Ondřej Bojar: Exploiting Linguistic Data in Machine Translation

BOJAR, ONDŘEJ (2009). Exploiting Linguistic Data in Machine Translation. ISBN 978-80-904175-8-8. 119 pp.

Studie se zabývá vzájemným vztahem mezi lingvistickými teoriemi, daty a aplikacemi. Soustředuje se přitom na jednu konkrétní teorii, teorii Funkčního generativního popisu, jeden konkrétní typ dat, totiž slovesné valenční rámce, a jednu konkrétní aplikaci: strojový překlad z angličtiny do češtiny.
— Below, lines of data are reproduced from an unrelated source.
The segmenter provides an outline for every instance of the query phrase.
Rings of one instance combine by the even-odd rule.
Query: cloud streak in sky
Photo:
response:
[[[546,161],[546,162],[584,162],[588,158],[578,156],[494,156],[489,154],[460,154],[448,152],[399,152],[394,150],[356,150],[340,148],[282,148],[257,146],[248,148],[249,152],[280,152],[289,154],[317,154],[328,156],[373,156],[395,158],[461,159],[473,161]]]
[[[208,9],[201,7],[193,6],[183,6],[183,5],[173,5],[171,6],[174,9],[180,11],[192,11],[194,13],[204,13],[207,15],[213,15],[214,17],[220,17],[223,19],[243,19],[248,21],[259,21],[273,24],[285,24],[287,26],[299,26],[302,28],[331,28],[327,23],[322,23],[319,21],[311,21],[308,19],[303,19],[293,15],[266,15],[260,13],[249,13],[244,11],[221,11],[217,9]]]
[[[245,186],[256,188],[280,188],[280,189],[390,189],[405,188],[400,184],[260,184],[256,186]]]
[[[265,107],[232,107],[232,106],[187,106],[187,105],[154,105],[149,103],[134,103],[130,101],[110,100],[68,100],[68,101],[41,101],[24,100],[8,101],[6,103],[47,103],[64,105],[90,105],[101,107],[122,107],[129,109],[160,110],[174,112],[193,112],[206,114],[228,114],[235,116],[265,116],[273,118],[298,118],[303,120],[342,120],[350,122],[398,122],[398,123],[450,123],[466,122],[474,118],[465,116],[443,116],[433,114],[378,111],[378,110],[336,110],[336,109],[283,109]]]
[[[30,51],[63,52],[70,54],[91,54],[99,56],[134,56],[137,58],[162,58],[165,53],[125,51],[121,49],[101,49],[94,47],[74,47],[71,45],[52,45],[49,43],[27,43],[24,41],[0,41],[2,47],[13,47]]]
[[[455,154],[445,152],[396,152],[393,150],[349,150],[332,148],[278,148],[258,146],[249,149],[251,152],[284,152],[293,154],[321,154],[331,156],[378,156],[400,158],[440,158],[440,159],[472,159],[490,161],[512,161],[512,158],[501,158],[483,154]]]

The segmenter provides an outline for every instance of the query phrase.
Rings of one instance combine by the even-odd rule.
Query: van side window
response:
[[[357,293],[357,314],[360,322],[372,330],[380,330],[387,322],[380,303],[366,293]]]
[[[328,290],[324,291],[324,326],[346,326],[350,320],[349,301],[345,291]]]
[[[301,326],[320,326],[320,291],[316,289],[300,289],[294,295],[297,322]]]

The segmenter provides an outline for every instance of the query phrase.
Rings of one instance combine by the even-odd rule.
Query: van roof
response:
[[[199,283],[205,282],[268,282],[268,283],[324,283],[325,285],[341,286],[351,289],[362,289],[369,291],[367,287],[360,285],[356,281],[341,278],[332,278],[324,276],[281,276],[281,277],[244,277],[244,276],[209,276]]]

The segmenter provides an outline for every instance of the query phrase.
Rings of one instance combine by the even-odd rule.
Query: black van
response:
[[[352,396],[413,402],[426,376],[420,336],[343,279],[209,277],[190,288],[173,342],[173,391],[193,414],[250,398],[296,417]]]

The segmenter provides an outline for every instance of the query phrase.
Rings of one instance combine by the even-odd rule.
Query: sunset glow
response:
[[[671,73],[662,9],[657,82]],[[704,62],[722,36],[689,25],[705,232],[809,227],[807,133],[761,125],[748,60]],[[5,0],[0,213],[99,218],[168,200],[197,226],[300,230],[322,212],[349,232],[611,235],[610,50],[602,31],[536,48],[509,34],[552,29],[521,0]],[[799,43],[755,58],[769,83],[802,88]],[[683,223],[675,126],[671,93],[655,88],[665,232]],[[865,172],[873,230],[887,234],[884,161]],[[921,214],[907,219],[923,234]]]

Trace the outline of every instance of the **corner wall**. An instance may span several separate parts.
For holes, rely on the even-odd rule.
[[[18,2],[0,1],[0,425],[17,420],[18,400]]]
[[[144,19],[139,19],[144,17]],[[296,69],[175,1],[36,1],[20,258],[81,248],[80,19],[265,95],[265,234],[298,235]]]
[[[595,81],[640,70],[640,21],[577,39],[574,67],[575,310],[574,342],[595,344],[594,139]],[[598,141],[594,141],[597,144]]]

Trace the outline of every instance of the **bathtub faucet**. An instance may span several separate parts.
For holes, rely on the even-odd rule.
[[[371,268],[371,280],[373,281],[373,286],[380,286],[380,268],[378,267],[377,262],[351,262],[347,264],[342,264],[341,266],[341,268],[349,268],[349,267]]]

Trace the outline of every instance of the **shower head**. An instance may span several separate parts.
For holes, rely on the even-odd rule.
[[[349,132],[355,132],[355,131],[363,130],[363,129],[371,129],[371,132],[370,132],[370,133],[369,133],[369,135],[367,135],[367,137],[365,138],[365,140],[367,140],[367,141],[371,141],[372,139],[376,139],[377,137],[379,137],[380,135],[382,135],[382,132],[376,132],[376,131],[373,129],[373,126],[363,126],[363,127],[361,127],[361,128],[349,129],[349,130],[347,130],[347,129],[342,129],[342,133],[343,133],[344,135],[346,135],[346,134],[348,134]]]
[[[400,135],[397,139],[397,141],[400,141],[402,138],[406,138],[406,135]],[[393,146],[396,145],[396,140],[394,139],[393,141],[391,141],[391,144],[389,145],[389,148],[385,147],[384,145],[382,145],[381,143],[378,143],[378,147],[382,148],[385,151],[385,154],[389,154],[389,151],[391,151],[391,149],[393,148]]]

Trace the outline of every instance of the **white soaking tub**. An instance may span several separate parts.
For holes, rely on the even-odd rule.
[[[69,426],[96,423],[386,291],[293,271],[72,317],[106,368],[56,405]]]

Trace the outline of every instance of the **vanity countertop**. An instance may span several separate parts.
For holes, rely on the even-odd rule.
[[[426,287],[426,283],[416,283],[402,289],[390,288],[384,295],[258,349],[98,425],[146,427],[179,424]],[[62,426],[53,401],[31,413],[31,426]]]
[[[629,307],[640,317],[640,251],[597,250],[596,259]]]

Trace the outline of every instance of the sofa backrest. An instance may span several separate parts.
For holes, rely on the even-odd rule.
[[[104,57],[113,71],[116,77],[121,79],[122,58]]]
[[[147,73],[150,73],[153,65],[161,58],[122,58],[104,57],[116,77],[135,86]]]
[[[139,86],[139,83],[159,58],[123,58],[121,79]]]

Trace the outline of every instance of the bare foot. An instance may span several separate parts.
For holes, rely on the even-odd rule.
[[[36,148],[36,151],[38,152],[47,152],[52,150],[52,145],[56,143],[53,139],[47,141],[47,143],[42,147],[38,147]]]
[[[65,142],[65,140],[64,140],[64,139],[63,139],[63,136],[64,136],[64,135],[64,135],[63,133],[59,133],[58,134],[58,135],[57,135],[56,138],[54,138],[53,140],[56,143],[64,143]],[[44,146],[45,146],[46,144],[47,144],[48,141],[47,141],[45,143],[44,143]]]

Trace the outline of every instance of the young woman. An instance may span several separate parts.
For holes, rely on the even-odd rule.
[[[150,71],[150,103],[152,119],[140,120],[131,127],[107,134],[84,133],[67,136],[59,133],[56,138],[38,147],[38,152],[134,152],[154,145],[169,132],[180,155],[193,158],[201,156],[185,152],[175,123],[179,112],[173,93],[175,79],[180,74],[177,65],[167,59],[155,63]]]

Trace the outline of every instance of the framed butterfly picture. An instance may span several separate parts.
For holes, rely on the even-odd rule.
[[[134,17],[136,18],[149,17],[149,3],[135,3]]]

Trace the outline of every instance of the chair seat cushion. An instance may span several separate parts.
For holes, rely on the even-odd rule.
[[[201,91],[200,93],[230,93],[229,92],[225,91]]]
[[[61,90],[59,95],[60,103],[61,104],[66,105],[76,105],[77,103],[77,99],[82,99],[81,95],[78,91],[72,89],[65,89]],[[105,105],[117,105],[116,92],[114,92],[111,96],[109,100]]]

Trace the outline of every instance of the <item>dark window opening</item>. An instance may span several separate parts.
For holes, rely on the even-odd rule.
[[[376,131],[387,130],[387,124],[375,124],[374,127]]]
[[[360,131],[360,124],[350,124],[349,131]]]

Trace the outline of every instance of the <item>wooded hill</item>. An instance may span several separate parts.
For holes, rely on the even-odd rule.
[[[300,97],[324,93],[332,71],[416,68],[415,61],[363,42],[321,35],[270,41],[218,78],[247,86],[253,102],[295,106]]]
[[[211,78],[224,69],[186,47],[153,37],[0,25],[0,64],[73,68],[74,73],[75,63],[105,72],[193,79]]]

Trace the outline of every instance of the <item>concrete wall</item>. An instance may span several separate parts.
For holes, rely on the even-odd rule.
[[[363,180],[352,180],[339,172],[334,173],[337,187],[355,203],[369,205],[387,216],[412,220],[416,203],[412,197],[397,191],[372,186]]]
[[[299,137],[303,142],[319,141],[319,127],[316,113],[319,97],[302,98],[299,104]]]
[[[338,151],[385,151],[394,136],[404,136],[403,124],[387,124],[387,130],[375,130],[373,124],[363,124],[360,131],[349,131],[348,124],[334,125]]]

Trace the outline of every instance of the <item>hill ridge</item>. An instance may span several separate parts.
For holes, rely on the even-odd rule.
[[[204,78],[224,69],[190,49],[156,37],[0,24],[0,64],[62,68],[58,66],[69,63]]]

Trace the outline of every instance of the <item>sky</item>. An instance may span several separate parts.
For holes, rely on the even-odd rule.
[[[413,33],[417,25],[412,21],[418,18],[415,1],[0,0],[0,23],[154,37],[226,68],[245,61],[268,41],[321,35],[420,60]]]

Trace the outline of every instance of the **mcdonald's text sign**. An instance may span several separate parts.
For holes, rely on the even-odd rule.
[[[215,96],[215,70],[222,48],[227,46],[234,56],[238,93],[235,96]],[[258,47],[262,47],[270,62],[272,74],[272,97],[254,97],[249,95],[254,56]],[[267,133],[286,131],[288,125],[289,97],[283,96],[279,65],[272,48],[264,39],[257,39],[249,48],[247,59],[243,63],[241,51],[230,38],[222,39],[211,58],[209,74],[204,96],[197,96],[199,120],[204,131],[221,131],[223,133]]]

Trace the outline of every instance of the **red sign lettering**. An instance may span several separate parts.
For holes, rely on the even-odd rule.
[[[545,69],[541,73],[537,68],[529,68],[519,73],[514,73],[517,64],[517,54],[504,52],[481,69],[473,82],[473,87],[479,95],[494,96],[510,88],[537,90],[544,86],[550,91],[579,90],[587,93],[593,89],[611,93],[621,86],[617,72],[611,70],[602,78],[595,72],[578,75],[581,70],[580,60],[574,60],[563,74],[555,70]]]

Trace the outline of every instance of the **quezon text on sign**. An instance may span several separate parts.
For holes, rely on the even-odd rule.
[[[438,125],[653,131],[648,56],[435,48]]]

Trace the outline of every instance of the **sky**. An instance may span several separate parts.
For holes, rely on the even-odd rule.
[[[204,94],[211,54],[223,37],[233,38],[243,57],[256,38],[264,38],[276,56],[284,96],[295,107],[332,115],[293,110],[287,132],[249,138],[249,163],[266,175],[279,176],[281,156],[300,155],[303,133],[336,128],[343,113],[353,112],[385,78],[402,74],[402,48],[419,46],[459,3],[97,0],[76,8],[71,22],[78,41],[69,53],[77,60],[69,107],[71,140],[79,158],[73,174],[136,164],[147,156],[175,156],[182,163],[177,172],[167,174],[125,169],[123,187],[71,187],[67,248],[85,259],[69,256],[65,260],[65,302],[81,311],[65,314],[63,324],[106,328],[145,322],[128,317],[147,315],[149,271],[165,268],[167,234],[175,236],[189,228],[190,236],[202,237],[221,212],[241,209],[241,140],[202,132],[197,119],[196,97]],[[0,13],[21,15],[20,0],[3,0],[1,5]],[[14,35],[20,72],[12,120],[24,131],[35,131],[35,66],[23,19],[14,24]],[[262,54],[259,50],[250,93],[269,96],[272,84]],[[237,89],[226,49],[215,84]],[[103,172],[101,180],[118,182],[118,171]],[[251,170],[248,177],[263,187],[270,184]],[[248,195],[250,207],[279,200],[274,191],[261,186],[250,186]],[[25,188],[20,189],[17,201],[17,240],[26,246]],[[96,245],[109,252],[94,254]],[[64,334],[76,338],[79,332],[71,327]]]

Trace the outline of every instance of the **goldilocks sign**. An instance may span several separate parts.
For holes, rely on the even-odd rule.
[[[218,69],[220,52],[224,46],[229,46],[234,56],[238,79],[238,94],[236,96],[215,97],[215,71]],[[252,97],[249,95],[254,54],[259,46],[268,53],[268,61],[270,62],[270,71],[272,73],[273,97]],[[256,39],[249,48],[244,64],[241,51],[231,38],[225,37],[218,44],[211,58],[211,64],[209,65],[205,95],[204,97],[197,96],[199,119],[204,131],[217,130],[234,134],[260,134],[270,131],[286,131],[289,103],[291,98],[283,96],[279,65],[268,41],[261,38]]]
This study explores the mutual relationship between linguistic theories, data and applications. We focus on one particular theory, Functional Generative Description (FGD), one particular type of linguistic data, namely valency dictionaries and one particular application: machine translation (MT) from English to Czech. First, we examine methods for automatic extraction of verb valency dictionaries based on corpus data. We propose an automatic metric for estimating how much lexicographers' labour was saved and evaluate various frame extraction techniques using this metric. Second, we design and implement an MT system with transfer at various layers of language description, as defined in the framework of FGD. We primarily focus on the tectogrammatical (deep syntactic) layer. Third, we leave the framework of FGD and experiment with a rather direct, phrase-based MT system. Comparing various setups of the system and specifically treating target-side morphological coherence, we are able to significantly improve MT quality and out-perform a commercial MT system within a pre-defined text domain. The concluding chapter provides a broader perspective on the utility of lexicons in various applications, highlighting the successful features.